Saturday, June 7, 2008

God stole the miracle

You know, stealing is just rude. I'd like to start by saying that. Some people say intelligence borrows and genius steals. I don't know if that's true. It's more like, intelligence is alright with me, and genius is a plain old douche bag...one for being proclaimed (or self proclaimed) genius, and two, for f*&*ing stealing.

Stealing? It makes a person want to say: "Dude get your hands off my stuff."

So my point is this. I told someone the other day: "knowing you is a miracle" to be translated as "You are awesome" and they couldn't appreciate it fully for it's implications. It's DIVINE implications. Well thanks a lot God! And it is here that I have a problem.
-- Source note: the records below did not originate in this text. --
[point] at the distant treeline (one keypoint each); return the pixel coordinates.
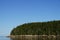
(38, 28)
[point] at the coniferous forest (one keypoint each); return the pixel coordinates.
(38, 28)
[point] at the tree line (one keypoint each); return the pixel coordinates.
(38, 28)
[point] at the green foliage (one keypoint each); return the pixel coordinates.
(38, 28)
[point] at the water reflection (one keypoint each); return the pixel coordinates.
(36, 38)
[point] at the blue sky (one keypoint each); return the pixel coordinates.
(17, 12)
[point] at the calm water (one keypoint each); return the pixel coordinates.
(4, 38)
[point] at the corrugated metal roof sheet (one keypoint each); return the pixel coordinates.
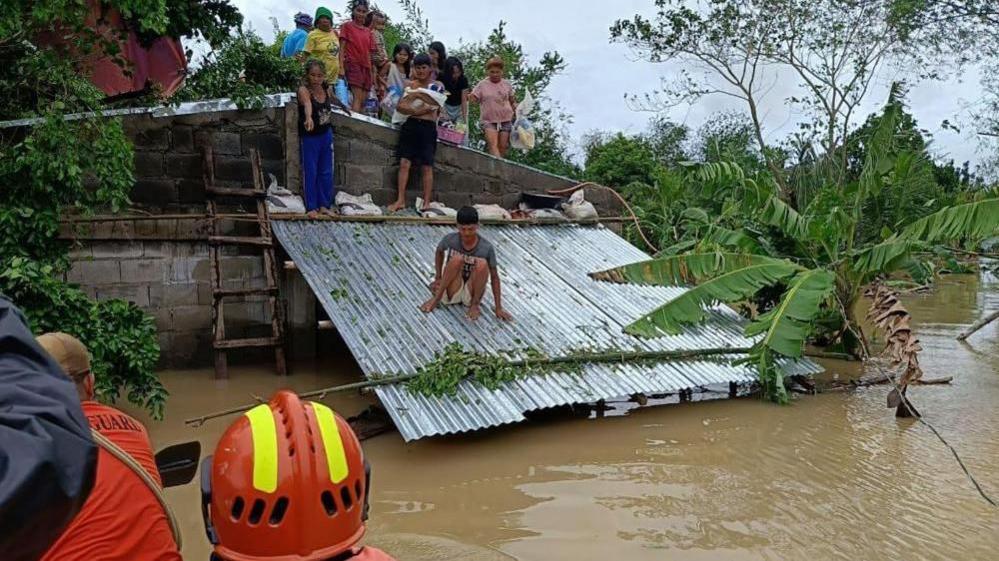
(371, 278)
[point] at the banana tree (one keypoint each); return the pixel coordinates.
(823, 274)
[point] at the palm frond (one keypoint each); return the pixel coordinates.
(677, 270)
(885, 257)
(689, 307)
(782, 216)
(977, 220)
(786, 327)
(733, 239)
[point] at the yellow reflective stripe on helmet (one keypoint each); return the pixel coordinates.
(263, 429)
(336, 456)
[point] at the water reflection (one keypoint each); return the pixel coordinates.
(831, 477)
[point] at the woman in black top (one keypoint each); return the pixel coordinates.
(454, 80)
(315, 129)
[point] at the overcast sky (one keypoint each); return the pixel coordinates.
(600, 73)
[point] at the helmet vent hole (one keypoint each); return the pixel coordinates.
(328, 503)
(256, 512)
(237, 508)
(277, 513)
(345, 496)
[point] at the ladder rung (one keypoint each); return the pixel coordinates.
(230, 192)
(237, 240)
(247, 343)
(231, 292)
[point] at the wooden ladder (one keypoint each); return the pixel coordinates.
(265, 241)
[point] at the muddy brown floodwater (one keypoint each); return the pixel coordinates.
(834, 476)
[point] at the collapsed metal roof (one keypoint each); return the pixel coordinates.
(371, 277)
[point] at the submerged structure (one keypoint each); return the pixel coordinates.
(371, 278)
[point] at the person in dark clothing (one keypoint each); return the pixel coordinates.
(464, 262)
(47, 457)
(453, 78)
(315, 130)
(418, 135)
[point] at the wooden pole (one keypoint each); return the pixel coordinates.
(978, 325)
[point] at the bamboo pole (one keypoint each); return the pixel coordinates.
(978, 325)
(606, 357)
(341, 218)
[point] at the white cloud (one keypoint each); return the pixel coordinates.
(600, 73)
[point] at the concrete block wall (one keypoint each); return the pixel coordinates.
(160, 261)
(171, 280)
(168, 154)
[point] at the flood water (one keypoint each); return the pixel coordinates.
(833, 476)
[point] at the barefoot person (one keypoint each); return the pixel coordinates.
(418, 134)
(464, 262)
(495, 96)
(315, 130)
Miracle - the latin route means literally "something wonderful"

WHERE does that say anything about God? So what, now everything that's a miracle has to somehow involve god? I mean c'mon, isn't that a little greedy?

Take this example:
Great! You just survived a bout of really bad acne through your teenage years?! It's a miracle! But God had to stick a greedy little acne free nose in there and say - well, technically I helped (and a little trademark symbol rears its ugly head - a zit hanging off the unsuspecting tip of poor Miracle). So somewhere along the line someone at the dictionary had their back turned and Miracle got swiped (and zitted with divine COPYright?!!).

Well I've got news. Me and my kind are taking miracles back! I shake my fist at that holier than thou! Miracles are just wonderful things.
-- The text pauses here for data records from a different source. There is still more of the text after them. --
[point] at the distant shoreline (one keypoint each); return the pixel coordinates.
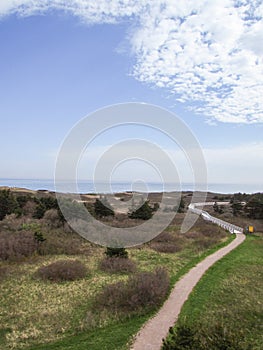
(88, 187)
(24, 190)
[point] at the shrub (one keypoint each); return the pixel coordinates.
(103, 208)
(117, 265)
(52, 219)
(17, 246)
(164, 237)
(3, 272)
(144, 212)
(198, 337)
(166, 247)
(63, 270)
(116, 253)
(142, 290)
(8, 203)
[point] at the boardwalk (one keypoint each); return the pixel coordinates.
(151, 335)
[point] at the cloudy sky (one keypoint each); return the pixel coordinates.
(201, 60)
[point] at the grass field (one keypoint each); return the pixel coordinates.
(230, 296)
(39, 312)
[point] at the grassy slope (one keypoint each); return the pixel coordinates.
(231, 293)
(117, 336)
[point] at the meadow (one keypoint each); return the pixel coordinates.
(86, 307)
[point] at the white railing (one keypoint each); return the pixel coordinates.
(206, 216)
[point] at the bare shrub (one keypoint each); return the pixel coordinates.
(58, 244)
(193, 234)
(115, 265)
(3, 272)
(51, 218)
(15, 246)
(63, 270)
(142, 290)
(164, 237)
(166, 247)
(206, 242)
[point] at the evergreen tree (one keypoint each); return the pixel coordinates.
(103, 208)
(8, 203)
(144, 212)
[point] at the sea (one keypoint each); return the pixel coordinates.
(88, 186)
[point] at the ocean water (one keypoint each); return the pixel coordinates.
(115, 187)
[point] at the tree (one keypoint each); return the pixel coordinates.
(181, 206)
(237, 207)
(218, 208)
(254, 207)
(8, 203)
(103, 208)
(144, 212)
(116, 253)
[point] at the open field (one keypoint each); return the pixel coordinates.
(64, 314)
(226, 303)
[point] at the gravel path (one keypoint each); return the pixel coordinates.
(151, 335)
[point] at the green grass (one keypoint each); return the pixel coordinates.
(112, 337)
(36, 312)
(230, 294)
(117, 336)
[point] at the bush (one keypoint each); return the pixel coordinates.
(17, 246)
(198, 337)
(166, 247)
(142, 290)
(8, 203)
(144, 212)
(3, 272)
(103, 208)
(116, 253)
(63, 270)
(115, 265)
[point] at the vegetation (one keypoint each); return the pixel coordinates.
(63, 315)
(103, 208)
(230, 315)
(142, 291)
(8, 203)
(116, 253)
(117, 265)
(144, 212)
(248, 205)
(63, 270)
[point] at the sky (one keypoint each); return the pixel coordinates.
(201, 60)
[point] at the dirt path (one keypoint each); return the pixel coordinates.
(151, 335)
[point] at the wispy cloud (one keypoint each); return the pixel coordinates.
(208, 54)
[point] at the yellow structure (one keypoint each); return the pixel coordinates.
(250, 229)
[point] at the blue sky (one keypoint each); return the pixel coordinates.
(61, 60)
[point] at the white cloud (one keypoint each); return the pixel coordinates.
(207, 53)
(241, 164)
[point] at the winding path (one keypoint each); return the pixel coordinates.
(151, 335)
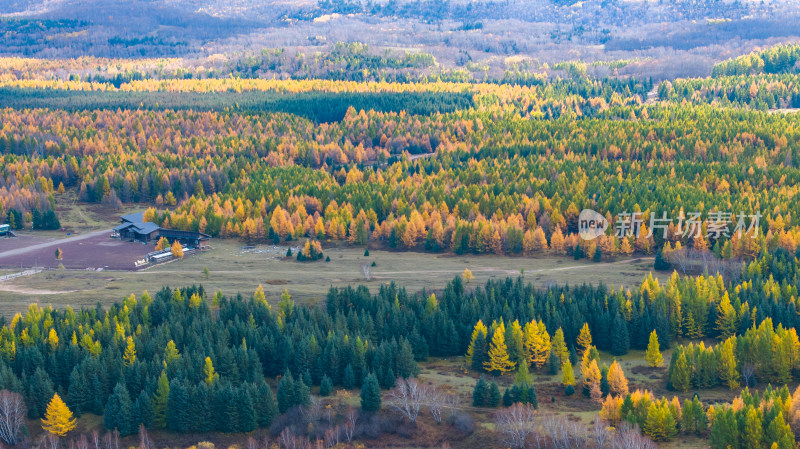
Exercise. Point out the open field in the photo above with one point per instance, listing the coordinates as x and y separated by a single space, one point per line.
233 269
The Grinch stole Christmas? Well God stole the miracle. Who's right? Who's wrong? Who's just a douche bag? You decide.

Tuesday, March 4, 2008

Signs (a word from the driverside)

Sometimes it's important to read between the lines, and other times, well, I find the lines themselves do the talking.

We all had somewhere to be this morning, and I got in front of someone who decided to speed up just to hit the breaks to force me to cut him off. So he started twitching a bit like a nerve damaged chipmunk being attacked by a hungry ant colony.

So I followed my special protocol - which as a result of today I will now be enforcing:
Step 1: flash the peace sign as if to say "chill man, we're all tryin to get somewhere and I won't hold your road rage against you if you yield now...there's still time to turn back..." (now, bear in mind this can have the opposite of it's intended effect if the opponent is a super douche. If this is the case, be prepared to put on your solid steel panties)

Step 2: When Step 1 undoubtedly escalates your opponent, making him mock you for your *attempt at resolving things peacefully* (at this point he surely will have you pegged as a dirty hippie that must be high) you crank up the volume and slowly start to bear your fangs as a warning. This may be done by using the universal symbol for "jerk-off," which with grace and simplicity in one girating motion of the hand, (held right where he can see it) will call him what he is. A jerk-off.

Step 3: By this point the balls are landing plentifully in your court. You've confused your opponent, pulled a 180, and caught him off guard (since his coffee was probably as limp as his wee wee). It is now that you must deal the fatal blow. With all sincerity, you give the universal symbol for: "bring it the F*ck on." At this point you've got him.

Step 4: *The endnote* He starts to cower, no longer holding eye contact. He is but a shadow of his former self... but for one last look - at which point you exclaim into the rearview, as though it were your microphone of reflection...weaving together sight and sound: you cunt.

May this be a protocol to carry us across the ages.